The menu is inspired by “hawker street” favorites and highlights flavors known to Singapore, Indonesia, Vietnam and Thailand, with the heart of the cuisine showcasing Malaysian and Thai influence. Chef Erik Cheah is a Malaysian native and believes in “letting the food speak.” He holds an impressive pedigree, having interned at Per Se and had his hands in the success of Rhong Tiam and Penang.

Wok Wok’s location itself is held below street level, moderately sized and very busy given how hectic Friday night was there, so its best to get a reservation ahead of time.  Chef Cheah has a valid point in letting his food speak, as it not only spoke to us, but sang beautifully as the flavor he was able to get out of each dish really was nothing short of remarkable.

Let’s bring up that word “flavor” again.  For as many restaurant write-up’s as i have done, the one key thing that allows me to enjoy a location is the flavor development that each chef can get into one dish.  Case in point? Their Wok Wok Fried Chicken Wings with a sweet chili sauce.  Yes, the sauce is a bit spicy but let’s focus on the “sweet” here- it’s absolutely insatiable and helped make it some of the best damn wings I have ever had.

Their Grilled Chicken Satay also gets major points, as the chicken on the skewer was cooked perfectly with just the right amount of spice and the peanut butter sauce complimented the dish wonderfully.  Finally, for starters, their Vietnamese Crispy Spring Rolls were wonderful, a great amount of crunch, with a light touch that worked well as a great starter dish.
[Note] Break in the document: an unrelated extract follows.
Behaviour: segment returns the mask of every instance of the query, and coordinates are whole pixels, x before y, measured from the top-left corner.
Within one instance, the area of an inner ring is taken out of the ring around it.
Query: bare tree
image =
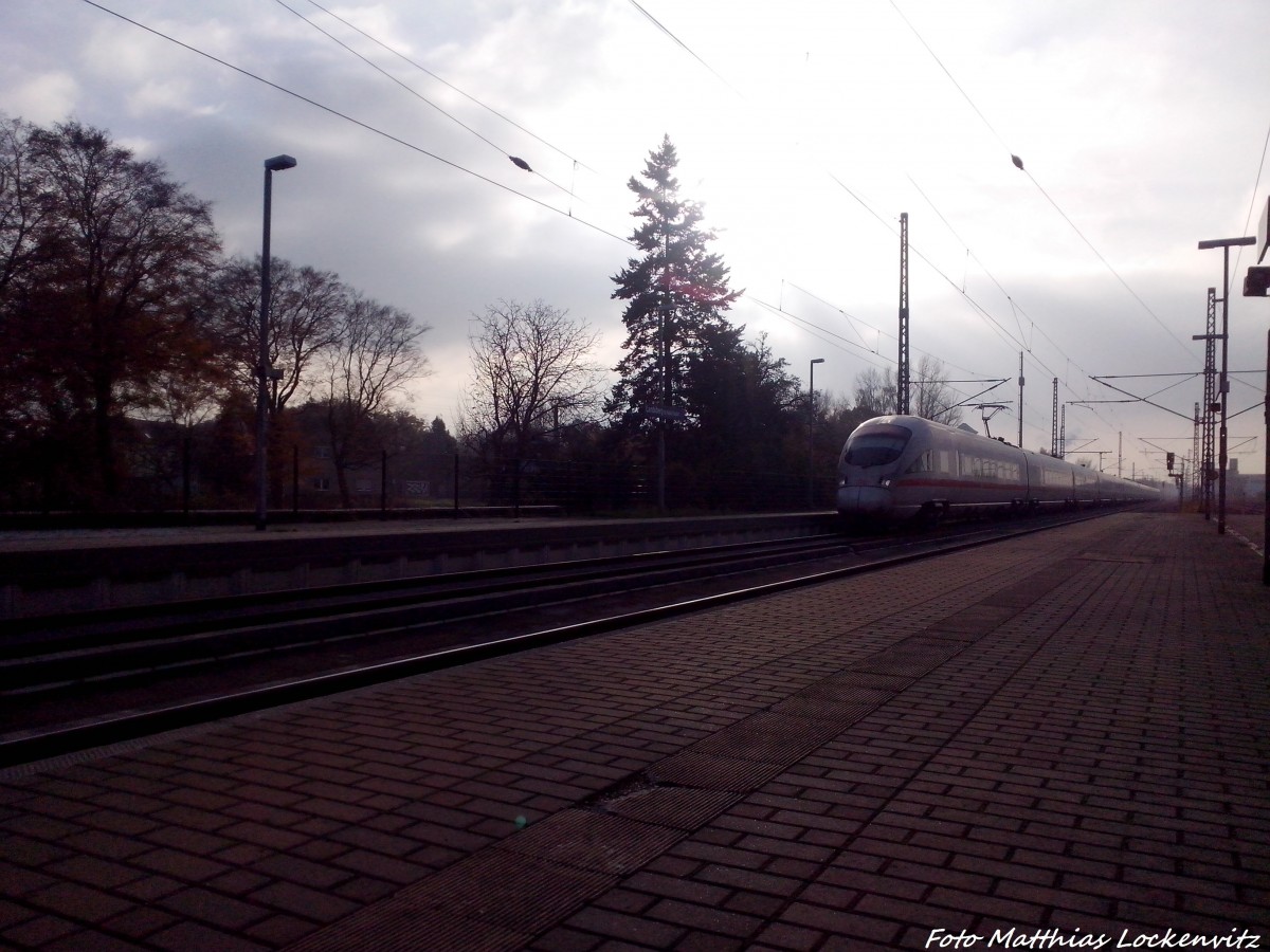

The variety of what you can order outside of the traditional appetizers is quite fabulous.  You have your Wok noodles, which includes familiar types such as Pad Thai, Soup Noodles, which focuses more on the depth and flavor of the broth themselves, and Stone Rice Bowls, which is a bit self-explanatory.

Their Black Pepper Stone Rice Bowl was hot: very, very hot for a long time, but I can handle the heat.  The pepper sauce that came with it was truly remarkable, and is the perfect dish to have in this freezing weather we’ve been having.

I wanted to also go outside of the box and try something that I’ve never had before, so I went with a soup noodle option and tried their Ipoh Ho Fun, which consisted of chicken and shrimp, broad rice noodles with chives and bean sprouts in a crispy garlic infused oil.  The broth itself was chicken broth, and when you combine all these flavors together, it makes for a wonderfully tasting bowl of deliciousness.  Hands down one of the best spots I’ve visited so far this year.